It used to be that “everyone’s a critic.” But these days, everyone is an armchair economist. Right now, every TV pundit believes he or she has the solution for America’s high inflation rate. And some are urging an end to U.S. tariffs on China in order to curtail higher prices. But they’re missing the bigger picture. Cutting tariffs won’t meaningfully affect consumer prices. Instead, it will simply hurt working Americans in the long run.
CNN’s Fareed Zakaria offers a perfect example. He believes that repealing tariffs will reduce inflation. His assumption is that tariffs invariably raise prices — since they’re a “tax” on goods. To make his point, Zakaria says that, if the cost of an imported good rises due to tariffs, then domestic manufacturers will also raise prices — simply because they can — to exploit any possible profit.
That’s nonsense. America’s manufacturers have long since pared expenses to the bone in order to compete with China’s heavily subsidized production. Zakaria cites automobiles as an example — but he should know that Ford and GM have already offshored much of their production to cut costs. And so, in a tight economy, domestic manufacturers won’t raise prices. They can’t, because they’re already struggling just to maintain market share.

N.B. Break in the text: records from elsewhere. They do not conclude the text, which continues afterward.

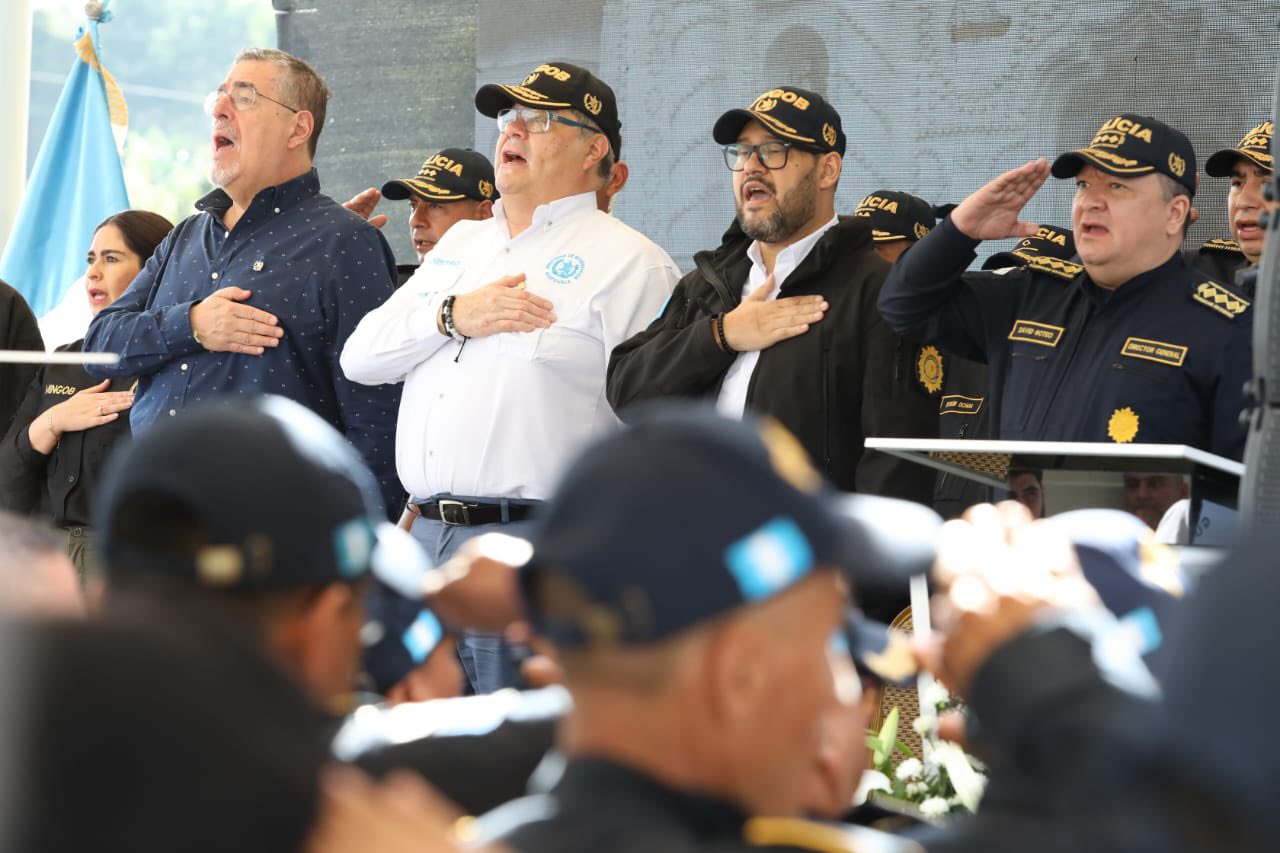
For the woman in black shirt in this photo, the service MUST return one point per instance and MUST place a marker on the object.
(51, 457)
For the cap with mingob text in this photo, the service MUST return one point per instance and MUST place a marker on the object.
(451, 174)
(714, 515)
(791, 114)
(1134, 145)
(558, 86)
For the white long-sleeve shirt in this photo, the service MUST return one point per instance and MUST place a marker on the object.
(506, 415)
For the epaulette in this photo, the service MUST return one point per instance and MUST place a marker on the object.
(1225, 246)
(796, 834)
(1220, 297)
(1054, 267)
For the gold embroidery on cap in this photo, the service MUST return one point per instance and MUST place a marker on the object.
(960, 405)
(1123, 427)
(1032, 332)
(1220, 299)
(928, 369)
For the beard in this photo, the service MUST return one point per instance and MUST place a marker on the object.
(791, 211)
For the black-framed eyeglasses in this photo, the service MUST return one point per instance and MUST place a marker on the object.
(773, 154)
(538, 121)
(243, 97)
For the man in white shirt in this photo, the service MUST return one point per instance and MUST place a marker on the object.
(503, 336)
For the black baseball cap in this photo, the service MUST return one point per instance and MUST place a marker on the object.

Focusing on tariffs is misguided. The “Trump tariffs” in question were imposed four years ago — and aren’t the culprit for current inflation. Instead, prices in the United States are rising due to more obvious, real-world concerns.
First, gas prices have soared since Russia’s invasion of Ukraine. And when fuel costs go up, prices for consumer goods go up, too.
Second, the supply chain disruptions of the COVID pandemic have had a major effect on consumer costs. The recent shortage of baby formula offers a troubling example. When something is in short supply, its price rises. And in the wake of COVID, the United States has endured product shortages on everything from generic drugs to bicycles.
Zakaria also believes that reducing tariffs will mean importers passing along their savings to consumers. That would be nice — the idea that importers would use a tariff reduction to lower their prices. But the real world doesn’t work that way. No business has ever willingly given its profits back to consumers.
I mention this as someone who founded a sporting goods company in 1972. We’ve been buying from foreign vendors for more than 40 years — and also selling to customers in more than 50 countries. From practical experience, I can say that cutting tariffs will simply result in more money for importers, rather than a reduction in prices.
However, Zakaria’s sheltered worldview allows him to believe U.S. manufacturers are readily competing with China — a country that massively subsidizes its state-owned factories and uses slave labor. Those ugly tactics are exactly why the United States imposed tariffs in the first place — to confront China’s appalling behavior. And not only does Beijing funnel billions of dollars to its manufacturers in a bid to undercut U.S. producers but it also hacks American companies and stealsproprietary technology.
The result is 3.7 million U.S. jobs lost to China over the last two decades. Zakaria has no answer for this. He simply ignores why the U.S. imposed tariffs — or that Beijing is continuing its genocide in Xinjiang while pursuing an agenda intent on defeating America’s high-tech industries. Instead, he sticks to pop-economics and demonizes anything attached to the Trump presidency.
“Trump” may be a dirty word to many, but tariffs are not. Simply attaching the two words together is not a good reason to bring back the flawed trade policies that enabled China’s massive rise.
The American people already know this. As recent polling makes clear, they overwhelmingly favor tariffs on China because they understand what’s at stake — the long-term security of the nation.
Reducing tariffs might make a few goods cheaper. But it would penalize domestic manufacturers and suppliers who provide jobs that Americans desperately need to sustain a middle-class standard of living. Staying the course, and standing up to China now, is the only prudent medicine for the U.S. economy.